The writer is an FT contributing editor

Britain is in search of a new foreign policy. Boris Johnson’s post-Brexit fantasy of a second Elizabethan age departed with its author. Vladimir Putin’s war on Ukraine has demanded a rewrite of the government’s security and defence policy. Rishi Sunak’s first task, though, is to rebuild international respect. The prime minister can claim some progress during his first months in Downing Street. It will count for nought unless he makes the UK’s peace with the EU.

The reality of Johnson’s “Global Britain” has been a nation deeply mistrusted in Berlin, Paris, Brussels and beyond. Johnson’s fight with Brussels about trade arrangements for Northern Ireland saw Joe Biden close the door of the White House. Liz Truss, his shortlived successor in No 10, seemed uninterested in winning either friends or influence, struggling to decide whether French president Emmanuel Macron was friend or foe.

With Sunak, vainglorious exceptionalism has made way for quiet emollience. The message from Downing Street is that the country has a sober, honest leader again. He wants to refurbish broken friendships. And the initial signs are promising. The prime minister has opened talks to end the running post-Brexit dispute with Brussels and has found a rapport with Macron. Next month the president will host a Franco-British summit, the first since January 2018. A state visit by King Charles is expected to follow.

Scratch below the surface of age-old Franco-British rivalry and these best of enemies have a mutual interest in getting closer. As nuclear powers with permanent seats at the UN Security Council, they see themselves as a cut above their European partners. They are ready to deploy their armed forces — but they struggle to pay the military bills in tough economic times.

The 2010 Lancaster House accord, signed before Brexit cast its dark shadow, opened the way to joint work on modernisation of both nations’ nuclear deterrents. There is plenty of additional scope for conventional forces collaboration. Elsewhere, diplomats make the case for joint action on climate change. Additional undersea electricity interconnectors would underpin mutual energy security. For his part, Sunak depends on French goodwill to reduce the flow of undocumented migrants crossing the Channel in small boats.

Putin’s aggression has given the prime minister a useful route back into European diplomacy.
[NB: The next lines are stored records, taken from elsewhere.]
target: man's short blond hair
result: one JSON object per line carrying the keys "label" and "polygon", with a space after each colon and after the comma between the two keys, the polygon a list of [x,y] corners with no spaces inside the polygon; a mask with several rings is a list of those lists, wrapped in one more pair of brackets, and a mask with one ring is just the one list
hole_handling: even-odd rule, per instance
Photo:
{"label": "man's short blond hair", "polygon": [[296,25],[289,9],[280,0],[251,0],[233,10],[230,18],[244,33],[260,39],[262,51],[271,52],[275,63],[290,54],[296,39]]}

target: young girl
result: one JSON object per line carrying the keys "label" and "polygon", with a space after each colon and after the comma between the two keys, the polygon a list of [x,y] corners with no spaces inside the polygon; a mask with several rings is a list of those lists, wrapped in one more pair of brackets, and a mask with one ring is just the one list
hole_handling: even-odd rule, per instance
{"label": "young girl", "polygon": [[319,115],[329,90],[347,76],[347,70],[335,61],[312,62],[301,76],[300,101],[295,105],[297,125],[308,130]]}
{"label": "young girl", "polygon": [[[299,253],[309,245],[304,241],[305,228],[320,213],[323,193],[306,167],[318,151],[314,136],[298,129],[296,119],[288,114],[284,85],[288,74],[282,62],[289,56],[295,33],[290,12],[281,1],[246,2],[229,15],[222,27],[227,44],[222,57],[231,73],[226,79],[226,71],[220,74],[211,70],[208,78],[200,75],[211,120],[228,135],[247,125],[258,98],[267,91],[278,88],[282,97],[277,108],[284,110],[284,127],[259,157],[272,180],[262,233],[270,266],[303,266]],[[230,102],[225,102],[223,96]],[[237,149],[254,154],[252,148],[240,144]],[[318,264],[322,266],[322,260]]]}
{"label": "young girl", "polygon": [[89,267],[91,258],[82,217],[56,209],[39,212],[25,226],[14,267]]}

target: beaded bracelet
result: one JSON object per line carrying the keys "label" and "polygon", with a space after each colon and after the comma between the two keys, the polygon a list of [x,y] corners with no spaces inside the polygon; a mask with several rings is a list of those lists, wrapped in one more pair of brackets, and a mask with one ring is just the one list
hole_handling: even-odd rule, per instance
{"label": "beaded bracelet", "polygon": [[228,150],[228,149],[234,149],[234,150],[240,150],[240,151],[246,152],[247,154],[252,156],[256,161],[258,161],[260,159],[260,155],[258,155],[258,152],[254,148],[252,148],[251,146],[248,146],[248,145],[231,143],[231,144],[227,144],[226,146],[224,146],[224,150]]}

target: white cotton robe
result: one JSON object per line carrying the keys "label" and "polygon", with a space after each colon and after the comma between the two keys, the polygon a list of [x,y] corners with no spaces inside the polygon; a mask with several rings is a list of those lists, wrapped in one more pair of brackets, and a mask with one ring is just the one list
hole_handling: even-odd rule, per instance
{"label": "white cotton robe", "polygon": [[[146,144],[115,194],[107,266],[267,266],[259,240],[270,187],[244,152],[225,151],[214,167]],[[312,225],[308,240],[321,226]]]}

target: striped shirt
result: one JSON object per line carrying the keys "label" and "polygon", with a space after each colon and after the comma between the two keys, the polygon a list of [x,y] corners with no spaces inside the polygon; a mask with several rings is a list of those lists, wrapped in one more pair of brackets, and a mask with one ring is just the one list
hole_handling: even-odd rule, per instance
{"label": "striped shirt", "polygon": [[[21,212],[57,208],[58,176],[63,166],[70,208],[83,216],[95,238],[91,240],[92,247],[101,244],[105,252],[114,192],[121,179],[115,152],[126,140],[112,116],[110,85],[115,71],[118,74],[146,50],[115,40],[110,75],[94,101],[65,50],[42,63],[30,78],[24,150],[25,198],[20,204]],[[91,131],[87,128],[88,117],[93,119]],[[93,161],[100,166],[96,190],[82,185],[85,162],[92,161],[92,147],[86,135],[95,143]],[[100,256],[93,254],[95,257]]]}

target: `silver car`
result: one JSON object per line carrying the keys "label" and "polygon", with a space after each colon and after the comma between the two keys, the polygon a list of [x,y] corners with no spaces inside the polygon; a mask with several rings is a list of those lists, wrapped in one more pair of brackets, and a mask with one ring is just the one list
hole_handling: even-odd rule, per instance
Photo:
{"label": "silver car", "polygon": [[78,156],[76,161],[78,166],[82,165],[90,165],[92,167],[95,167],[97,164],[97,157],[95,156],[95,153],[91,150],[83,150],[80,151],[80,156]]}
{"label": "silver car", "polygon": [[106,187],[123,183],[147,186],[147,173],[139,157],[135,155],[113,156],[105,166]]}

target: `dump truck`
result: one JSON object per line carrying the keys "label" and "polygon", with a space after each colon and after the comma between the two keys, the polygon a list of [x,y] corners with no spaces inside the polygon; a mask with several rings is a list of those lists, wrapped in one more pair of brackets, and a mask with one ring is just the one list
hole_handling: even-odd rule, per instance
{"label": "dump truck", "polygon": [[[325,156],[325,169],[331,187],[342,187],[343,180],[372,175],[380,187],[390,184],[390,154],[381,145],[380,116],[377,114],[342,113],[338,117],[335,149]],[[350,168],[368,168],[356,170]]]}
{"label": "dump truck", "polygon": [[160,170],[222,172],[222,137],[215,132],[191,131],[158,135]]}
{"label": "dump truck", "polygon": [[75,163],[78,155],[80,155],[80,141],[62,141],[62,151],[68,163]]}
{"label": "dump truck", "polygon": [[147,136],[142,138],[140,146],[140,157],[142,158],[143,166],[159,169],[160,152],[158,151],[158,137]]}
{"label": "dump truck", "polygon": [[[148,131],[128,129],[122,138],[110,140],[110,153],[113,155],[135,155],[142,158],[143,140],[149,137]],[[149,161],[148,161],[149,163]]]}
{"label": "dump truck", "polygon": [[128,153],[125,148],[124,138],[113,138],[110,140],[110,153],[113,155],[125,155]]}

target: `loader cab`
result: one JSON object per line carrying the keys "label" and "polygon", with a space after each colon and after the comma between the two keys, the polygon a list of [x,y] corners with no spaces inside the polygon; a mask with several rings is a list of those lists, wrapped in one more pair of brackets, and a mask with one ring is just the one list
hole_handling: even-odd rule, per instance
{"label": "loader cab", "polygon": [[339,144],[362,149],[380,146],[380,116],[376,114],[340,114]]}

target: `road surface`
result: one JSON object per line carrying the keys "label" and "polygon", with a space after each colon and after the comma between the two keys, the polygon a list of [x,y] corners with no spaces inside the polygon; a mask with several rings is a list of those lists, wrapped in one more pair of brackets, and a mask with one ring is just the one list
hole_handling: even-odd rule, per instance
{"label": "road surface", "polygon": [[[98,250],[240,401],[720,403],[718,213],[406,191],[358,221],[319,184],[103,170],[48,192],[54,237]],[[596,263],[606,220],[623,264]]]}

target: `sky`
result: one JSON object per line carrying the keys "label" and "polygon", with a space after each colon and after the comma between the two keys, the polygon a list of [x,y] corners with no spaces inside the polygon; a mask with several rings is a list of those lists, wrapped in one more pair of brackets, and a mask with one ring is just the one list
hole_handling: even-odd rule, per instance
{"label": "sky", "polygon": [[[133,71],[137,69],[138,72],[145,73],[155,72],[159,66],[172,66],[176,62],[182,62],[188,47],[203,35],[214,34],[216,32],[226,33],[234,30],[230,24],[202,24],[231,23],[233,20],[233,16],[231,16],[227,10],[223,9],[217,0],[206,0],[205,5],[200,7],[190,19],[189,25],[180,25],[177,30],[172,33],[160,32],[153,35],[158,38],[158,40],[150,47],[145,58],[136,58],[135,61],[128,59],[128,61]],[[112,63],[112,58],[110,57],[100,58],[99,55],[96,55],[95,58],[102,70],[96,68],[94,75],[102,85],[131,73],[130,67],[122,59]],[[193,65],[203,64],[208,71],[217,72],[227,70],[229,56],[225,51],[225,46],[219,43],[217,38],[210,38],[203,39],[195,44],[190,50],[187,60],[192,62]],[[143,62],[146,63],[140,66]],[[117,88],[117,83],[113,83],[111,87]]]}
The warm thanks offered by Ukraine’s president Volodymyr Zelenskyy during his visit to London this week underscored the government’s role in supporting Kyiv from the outset of the conflict. Sunak’s offer of Challenger tanks helped break the logjam on western supplies of heavy weapons. Along with France and Germany, the UK is part of the US-led Quad steering the west’s response to the war.

Tone and personal relationships matter in foreign policy. As unexciting as Sunak seems at home, his sobriety makes a welcome change abroad. Biden has pencilled in a visit to London and Belfast to mark the 25th anniversary of Northern Ireland’s Good Friday peace agreement in April. An invitation to the White House could follow. So far so encouraging. But handshakes are not enough. Britain will not regain a voice in the world as long as it is estranged from the EU. Biden, Macron and the rest want to see Sunak end the angry stand-off with the EU provoked by Johnson’s threat to renege on the trade deal. American diplomats have signalled that Biden’s trip is conditional on a settlement. So too is a thaw with German chancellor Olaf Scholz.
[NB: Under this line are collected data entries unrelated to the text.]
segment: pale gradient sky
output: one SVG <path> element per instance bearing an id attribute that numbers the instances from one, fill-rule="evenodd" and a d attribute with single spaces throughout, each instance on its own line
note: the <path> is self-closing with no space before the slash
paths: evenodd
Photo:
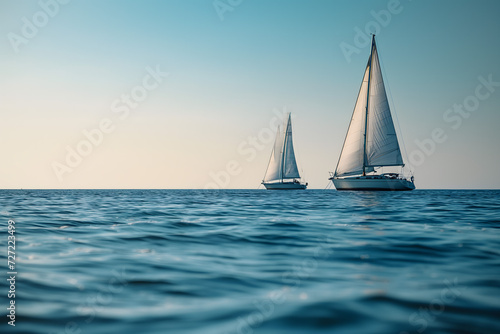
<path id="1" fill-rule="evenodd" d="M 54 1 L 40 3 L 56 12 Z M 369 54 L 349 62 L 340 45 L 392 1 L 243 0 L 224 20 L 213 0 L 73 0 L 53 17 L 40 3 L 0 0 L 0 188 L 204 188 L 233 161 L 226 187 L 256 189 L 274 138 L 255 154 L 245 141 L 267 133 L 276 110 L 292 112 L 299 165 L 324 188 Z M 500 86 L 481 88 L 489 96 L 459 126 L 457 113 L 443 119 L 474 102 L 478 77 L 500 82 L 500 1 L 397 10 L 377 42 L 400 141 L 410 155 L 434 129 L 447 136 L 413 166 L 417 188 L 500 188 Z M 23 17 L 40 27 L 15 52 Z M 157 66 L 169 75 L 120 119 L 113 102 Z M 114 131 L 58 180 L 53 163 L 106 118 Z"/>

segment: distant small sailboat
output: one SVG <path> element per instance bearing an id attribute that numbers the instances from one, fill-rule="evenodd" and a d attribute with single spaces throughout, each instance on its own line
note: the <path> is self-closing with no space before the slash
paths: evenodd
<path id="1" fill-rule="evenodd" d="M 280 127 L 276 134 L 273 151 L 269 159 L 262 184 L 267 190 L 306 189 L 307 183 L 300 180 L 292 141 L 292 118 L 288 113 L 285 131 Z"/>
<path id="2" fill-rule="evenodd" d="M 351 123 L 330 180 L 337 190 L 413 190 L 413 176 L 376 171 L 404 165 L 373 35 Z"/>

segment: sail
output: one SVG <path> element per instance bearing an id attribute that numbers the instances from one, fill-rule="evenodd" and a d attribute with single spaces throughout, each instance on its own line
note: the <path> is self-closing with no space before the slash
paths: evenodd
<path id="1" fill-rule="evenodd" d="M 278 127 L 264 182 L 294 178 L 300 178 L 300 174 L 295 160 L 295 151 L 293 150 L 292 118 L 288 114 L 284 133 Z"/>
<path id="2" fill-rule="evenodd" d="M 371 63 L 365 166 L 403 166 L 403 157 L 385 92 L 375 40 L 372 46 Z"/>
<path id="3" fill-rule="evenodd" d="M 283 154 L 283 178 L 294 179 L 300 178 L 299 169 L 297 168 L 297 161 L 295 160 L 295 152 L 293 150 L 292 140 L 292 118 L 288 114 L 288 123 L 285 130 L 285 152 Z"/>
<path id="4" fill-rule="evenodd" d="M 335 176 L 359 175 L 363 173 L 363 169 L 369 173 L 373 172 L 375 167 L 381 166 L 404 166 L 404 163 L 385 92 L 374 36 L 371 55 Z"/>
<path id="5" fill-rule="evenodd" d="M 364 154 L 364 133 L 366 102 L 368 94 L 368 80 L 370 77 L 370 60 L 366 66 L 365 75 L 359 89 L 358 99 L 351 117 L 351 123 L 347 130 L 347 135 L 342 147 L 335 176 L 349 176 L 363 173 L 363 154 Z M 373 171 L 367 169 L 367 172 Z"/>
<path id="6" fill-rule="evenodd" d="M 278 131 L 276 133 L 276 140 L 274 141 L 273 151 L 271 152 L 271 158 L 269 159 L 269 165 L 267 166 L 266 175 L 264 176 L 264 181 L 275 181 L 281 180 L 281 161 L 283 157 L 283 135 L 278 126 Z"/>

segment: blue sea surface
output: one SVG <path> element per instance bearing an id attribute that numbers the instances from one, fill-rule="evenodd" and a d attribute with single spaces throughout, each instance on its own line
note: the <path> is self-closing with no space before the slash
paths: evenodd
<path id="1" fill-rule="evenodd" d="M 500 191 L 1 190 L 0 204 L 1 333 L 500 333 Z"/>

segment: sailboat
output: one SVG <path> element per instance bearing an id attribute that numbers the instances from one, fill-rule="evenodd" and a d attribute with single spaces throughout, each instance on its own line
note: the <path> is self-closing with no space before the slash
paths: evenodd
<path id="1" fill-rule="evenodd" d="M 267 190 L 306 189 L 301 181 L 292 140 L 292 116 L 288 113 L 285 131 L 278 126 L 273 151 L 262 184 Z"/>
<path id="2" fill-rule="evenodd" d="M 413 190 L 413 176 L 378 173 L 383 167 L 404 165 L 373 35 L 342 153 L 330 180 L 337 190 Z"/>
Johnson now repudiates a deal he once claimed as a triumph but Sunak has suspended Johnson’s threat of unilateral action. The terms of the Northern Ireland protocol — needed to sustain the open north-south Irish border provided for in the Good Friday accord — are the subject of intense negotiations with Brussels. Officials say a bargain could see the EU minimise checks on trade across the Irish Sea in return for a British commitment to upholding EU single market rules in Northern Ireland.

What’s needed is political courage on Sunak’s part. If he wants to settle he will have to face down opposition to any compromise from Northern Ireland’s Democratic Unionists and from his own hardline MPs. The Brexit fundamentalists are ready to tear up the UK’s treaty obligations.

The messages from Downing Street are mixed. In one breath Sunak emphasises the imperative to normalise relations with the UK’s most important economic partner. In the next he slips into his party’s ideological comfort zone by promising to light a bonfire of all traces of EU regulation remaining on Britain’s statute book. His European partners can be forgiven for being confused.

The false promise of the Brexiters was that leaving the EU would set the nation free to reclaim an exalted role in global affairs. The reality has been economic stagnation and a diminished international role. Grand forays “East of Suez” look positively delusional when the army is struggling to meet its basic Nato obligations for the defence of Europe.

The economic output and global reputation lost to Brexit will never be fully reclaimed. Britain still has considerable strengths, but a sustained national recovery depends on regaining the collaboration of European partners and the confidence of the US. The essential first step for Sunak is to show the UK can once again be a reliable ally.